Rz. 13

Anders als bei der Einkommensteuer, die den Erbanfall grds. als steuerneutral behandelt und eventuelle Einkünfterealisierungen in erster Linie im Bereich der Erbauseinandersetzung annimmt, unterliegt der Erbschaftsteuer gerade der unentgeltliche Erwerb von Todes wegen.

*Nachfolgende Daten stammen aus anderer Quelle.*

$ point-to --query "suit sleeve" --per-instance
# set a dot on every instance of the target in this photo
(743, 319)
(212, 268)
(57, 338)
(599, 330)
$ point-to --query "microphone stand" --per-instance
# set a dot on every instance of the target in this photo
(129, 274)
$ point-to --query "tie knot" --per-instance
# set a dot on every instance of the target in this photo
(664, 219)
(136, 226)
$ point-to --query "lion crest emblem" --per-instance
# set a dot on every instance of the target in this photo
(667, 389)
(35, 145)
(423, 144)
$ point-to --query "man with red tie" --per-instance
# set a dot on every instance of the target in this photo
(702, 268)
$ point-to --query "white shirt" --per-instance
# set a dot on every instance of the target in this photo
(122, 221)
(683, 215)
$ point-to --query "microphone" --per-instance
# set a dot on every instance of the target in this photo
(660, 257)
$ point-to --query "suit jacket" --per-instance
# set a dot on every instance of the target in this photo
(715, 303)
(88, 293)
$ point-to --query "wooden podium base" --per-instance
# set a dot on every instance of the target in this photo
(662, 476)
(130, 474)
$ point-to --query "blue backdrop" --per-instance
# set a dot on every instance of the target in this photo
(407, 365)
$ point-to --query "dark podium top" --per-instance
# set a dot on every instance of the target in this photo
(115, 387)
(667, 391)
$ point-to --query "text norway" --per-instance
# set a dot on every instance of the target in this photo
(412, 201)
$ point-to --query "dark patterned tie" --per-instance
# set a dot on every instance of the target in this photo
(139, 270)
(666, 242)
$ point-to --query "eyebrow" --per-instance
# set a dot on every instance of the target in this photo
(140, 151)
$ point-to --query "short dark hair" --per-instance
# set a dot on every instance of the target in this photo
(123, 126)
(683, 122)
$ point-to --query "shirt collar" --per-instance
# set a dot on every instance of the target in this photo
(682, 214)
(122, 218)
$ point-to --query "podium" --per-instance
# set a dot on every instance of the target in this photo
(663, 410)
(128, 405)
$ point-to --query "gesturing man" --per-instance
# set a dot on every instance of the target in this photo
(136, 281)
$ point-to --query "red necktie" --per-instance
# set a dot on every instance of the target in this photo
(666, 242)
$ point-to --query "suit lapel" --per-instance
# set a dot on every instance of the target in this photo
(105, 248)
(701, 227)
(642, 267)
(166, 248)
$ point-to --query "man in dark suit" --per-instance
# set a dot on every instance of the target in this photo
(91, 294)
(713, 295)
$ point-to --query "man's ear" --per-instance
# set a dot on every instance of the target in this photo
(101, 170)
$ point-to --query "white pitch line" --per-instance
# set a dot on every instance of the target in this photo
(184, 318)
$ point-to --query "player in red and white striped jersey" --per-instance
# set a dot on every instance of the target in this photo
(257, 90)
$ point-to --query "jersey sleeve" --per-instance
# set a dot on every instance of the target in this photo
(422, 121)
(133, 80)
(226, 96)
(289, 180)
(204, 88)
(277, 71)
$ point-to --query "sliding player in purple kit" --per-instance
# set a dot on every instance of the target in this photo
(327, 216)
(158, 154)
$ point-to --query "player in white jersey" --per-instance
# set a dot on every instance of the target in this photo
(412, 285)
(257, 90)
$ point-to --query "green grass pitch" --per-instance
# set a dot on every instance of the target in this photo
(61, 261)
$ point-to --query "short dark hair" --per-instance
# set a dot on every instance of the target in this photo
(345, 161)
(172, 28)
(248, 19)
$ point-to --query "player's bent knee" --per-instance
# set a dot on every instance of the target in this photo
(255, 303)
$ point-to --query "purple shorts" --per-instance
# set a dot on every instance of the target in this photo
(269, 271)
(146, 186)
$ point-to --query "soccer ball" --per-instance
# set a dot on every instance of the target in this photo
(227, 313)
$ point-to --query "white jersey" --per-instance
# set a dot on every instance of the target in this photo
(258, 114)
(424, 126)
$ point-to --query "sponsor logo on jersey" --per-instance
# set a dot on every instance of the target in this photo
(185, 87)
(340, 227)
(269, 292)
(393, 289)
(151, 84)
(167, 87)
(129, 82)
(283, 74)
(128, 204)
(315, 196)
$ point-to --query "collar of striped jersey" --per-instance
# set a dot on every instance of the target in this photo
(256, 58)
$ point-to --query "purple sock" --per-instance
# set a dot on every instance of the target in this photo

Die Erbauseinandersetzung als solche ist grds. steuerneutral, weil der Erwerbstatbestand "Erwerb durch Erbanfall" mit dem Anfall des Erblasservermögens beim Erben bzw. der Erbengemeinschaft abgeschlossen und vollendet ist.

 

Rz. 14

Der Erbschaftsteuer unterliegen folgende Erwerbsvorgänge:

Da Einzelunternehmen und Anteile an Kapitalgesellschaften (zur Nachfolge in Personengesellschaftsanteile s. Rdn 60 ff.) zwingend vererblich sind, erfolgt in der ersten Stufe ein Erwerb durch Erbanfall (§§ 1922, 1942 BGB) bei dem oder den Erben, der nach § 3 Abs. 1 Nr. 1 ErbStG der Erbschaftsteuer unterliegt.
Der Erwerb des oder der Erben durch Erbanfall kann dadurch beschwert sein, dass der Anteil weiter übertragen werden muss (zweite Stufe). In Betracht kommt, dass der Erblasser durch noch nicht vollzogene Schenkung unter Lebenden oder durch echte Schenkung auf den Todesfall (§ 3 Abs. 1 Nr. 2 Satz 1 ErbStG), durch eine Auflage (§ 3 Abs. 2 Nr. 2 ErbStG) oder durch ein Vermächtnis (§ 3 Abs. 1 Nr. 1, 3. Alt. ErbStG) eine Weiterübertragung des Anteils angeordnet hat, die bei diesen Erwerbern einen nach den zitierten Vorschriften steuerbaren Erwerb begründet. Auch in diesen Fällen ist der angefallene Geschäftsanteil zunächst in der ersten Stufe als Erwerb durch Erbanfall beim Erben zu erfassen; die Minderung der Bereicherung durch die Beschwerung ist als Nachlassverbindlichkeit nach § 10 Abs. 5 ErbStG zu berücksichtigen.
Denkbar ist auch eine Vereinbarung zwischen den Erben oder zwischen den Erben und einem Vermächtnisnehmer oder zwischen den Erben und einem Pflichtteilsberechtigten über eine Ausschlagung der Erbschaft oder des Vermächtnisses oder den Verzicht auf einen entstandenen[22] Pflichtteilsanspruch, jeweils gegen (Sach-)Abfindung (Abfindungserwerb, § 3 Abs. 2 Nr. 4 ErbStG). Eine derartige Vereinbarung erlaubt den Beteiligten nach dem Tod des Erblassers eine Disposition über den Gegenstand des Erwerbs im erbschaftsteuerlichen Sinne.[23]
[22] Zu der Frage, ob der Anspruch bereits geltend gemacht sein darf vgl. Troll/Gebel/Jülicher/Gottschalk, ErbStG, § 3 Rn 333.
[23] Zur Abgrenzung der Abfindungserwerbe von Leistungen an Erfüllung statt i.S.d. § 364 Abs. 1 BGB vgl. BFH, 7.10.1998 – II R 52/96, BStBl II 1999, S. 23; Daragan, ZEV 1999, 35; Gebel, ZEV 1999, 85; zur ertragsteuerlichen Behandlung – keine Anerkennung der zivilrechtlichen Rückwirkung der Ausschlagung (§ 1953 Abs. 1 BGB) – vgl. BMF-Schreiben v. 14.3.2006, BStBl I 2006, S. 253 Tz. 37.